Another study, published in the Journal of the American Medical Association, found that for 16 of 40 standard indicators, Medicare patients received recommended care less than two‐​thirds of the time. Other studies have shown that Medicare patients receive a lower quality of care than do similar patients with private insurance. And a study in the Journal of Health Services Research found that “Medicare coverage at age 65 for the previously uninsured is not linked to improvements in overall health status.” Similarly, a study by Amy Finkelstein and Robin McKnight for the National Bureau of Economic Research found that Medicare has had little effect on mortality rates among the elderly.

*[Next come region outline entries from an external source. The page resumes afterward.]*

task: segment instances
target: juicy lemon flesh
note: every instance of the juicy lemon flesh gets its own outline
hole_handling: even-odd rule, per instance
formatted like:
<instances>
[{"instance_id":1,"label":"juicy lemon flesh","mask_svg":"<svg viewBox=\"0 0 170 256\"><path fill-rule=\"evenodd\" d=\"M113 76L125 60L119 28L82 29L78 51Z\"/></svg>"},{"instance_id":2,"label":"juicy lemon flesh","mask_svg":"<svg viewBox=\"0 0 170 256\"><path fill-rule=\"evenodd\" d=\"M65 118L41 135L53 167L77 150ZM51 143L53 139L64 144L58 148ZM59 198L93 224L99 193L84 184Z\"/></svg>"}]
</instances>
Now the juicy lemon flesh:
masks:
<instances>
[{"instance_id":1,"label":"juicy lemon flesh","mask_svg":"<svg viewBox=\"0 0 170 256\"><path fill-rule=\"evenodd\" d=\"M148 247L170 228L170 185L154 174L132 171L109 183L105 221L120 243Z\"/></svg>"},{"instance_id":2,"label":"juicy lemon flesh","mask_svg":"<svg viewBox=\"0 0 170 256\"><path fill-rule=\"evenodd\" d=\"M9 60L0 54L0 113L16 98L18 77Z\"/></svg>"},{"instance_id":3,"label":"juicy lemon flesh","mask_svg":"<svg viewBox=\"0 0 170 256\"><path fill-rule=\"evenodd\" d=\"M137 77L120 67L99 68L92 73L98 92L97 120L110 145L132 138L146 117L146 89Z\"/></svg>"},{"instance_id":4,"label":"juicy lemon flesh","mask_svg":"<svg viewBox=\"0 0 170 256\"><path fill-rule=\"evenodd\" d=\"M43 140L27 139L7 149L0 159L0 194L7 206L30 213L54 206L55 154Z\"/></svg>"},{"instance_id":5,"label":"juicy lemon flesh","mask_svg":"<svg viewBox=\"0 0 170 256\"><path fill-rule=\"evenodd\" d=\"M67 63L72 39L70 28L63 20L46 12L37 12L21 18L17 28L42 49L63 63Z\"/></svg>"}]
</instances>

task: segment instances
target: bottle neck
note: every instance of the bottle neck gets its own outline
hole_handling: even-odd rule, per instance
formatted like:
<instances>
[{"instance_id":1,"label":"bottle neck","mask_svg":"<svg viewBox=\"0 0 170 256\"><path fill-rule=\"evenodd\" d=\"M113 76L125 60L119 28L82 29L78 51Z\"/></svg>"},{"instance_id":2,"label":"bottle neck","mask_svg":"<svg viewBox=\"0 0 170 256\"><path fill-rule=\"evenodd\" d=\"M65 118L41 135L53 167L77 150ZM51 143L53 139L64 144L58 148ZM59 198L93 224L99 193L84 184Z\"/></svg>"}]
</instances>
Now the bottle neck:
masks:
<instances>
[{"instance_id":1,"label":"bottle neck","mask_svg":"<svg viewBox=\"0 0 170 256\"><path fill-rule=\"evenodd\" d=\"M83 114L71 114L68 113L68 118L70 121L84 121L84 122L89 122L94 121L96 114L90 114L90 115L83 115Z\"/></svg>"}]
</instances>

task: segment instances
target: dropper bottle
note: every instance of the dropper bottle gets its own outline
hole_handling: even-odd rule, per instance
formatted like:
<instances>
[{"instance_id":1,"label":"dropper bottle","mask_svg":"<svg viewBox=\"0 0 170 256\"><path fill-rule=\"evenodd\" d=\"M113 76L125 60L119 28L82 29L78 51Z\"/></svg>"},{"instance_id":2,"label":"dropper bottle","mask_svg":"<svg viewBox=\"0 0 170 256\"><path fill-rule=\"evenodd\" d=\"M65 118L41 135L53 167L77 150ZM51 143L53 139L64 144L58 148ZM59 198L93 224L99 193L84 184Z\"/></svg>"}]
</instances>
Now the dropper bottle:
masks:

Notably, Medicare payments are not generally based on quality of outcomes. Payment is generally the same regardless of the result. In fact, it was only recently, under Obamacare, that Medicare began to crack down on double payments for readmission. As the Medicare Payment Advisory Commission points out, “Medicare payment systems have created little or no incentive for providers to spend additional resources on improving quality.”

If that isn’t enough, Medicare’s entire structure makes little sense. The program consists of four distinct parts (Parts A, B, C, and D), each with its own funding mechanism, cost‐​sharing requirements, and other rules. This can’t help leading to bureaucratic confusion. Worse, the program’s structure is essentially upside down. Deductibles are extremely low (as little as $147 a year under Part B, for instance), encouraging enrollees to overconsume routine care. But the program reduces coverage the longer you are sick, providing no coverage for those hospitalized for more than 90 days. It is as if your car insurance paid for oil changes but wouldn’t cover you if you totaled your car.

Maybe Medicare isn’t so lovable after all.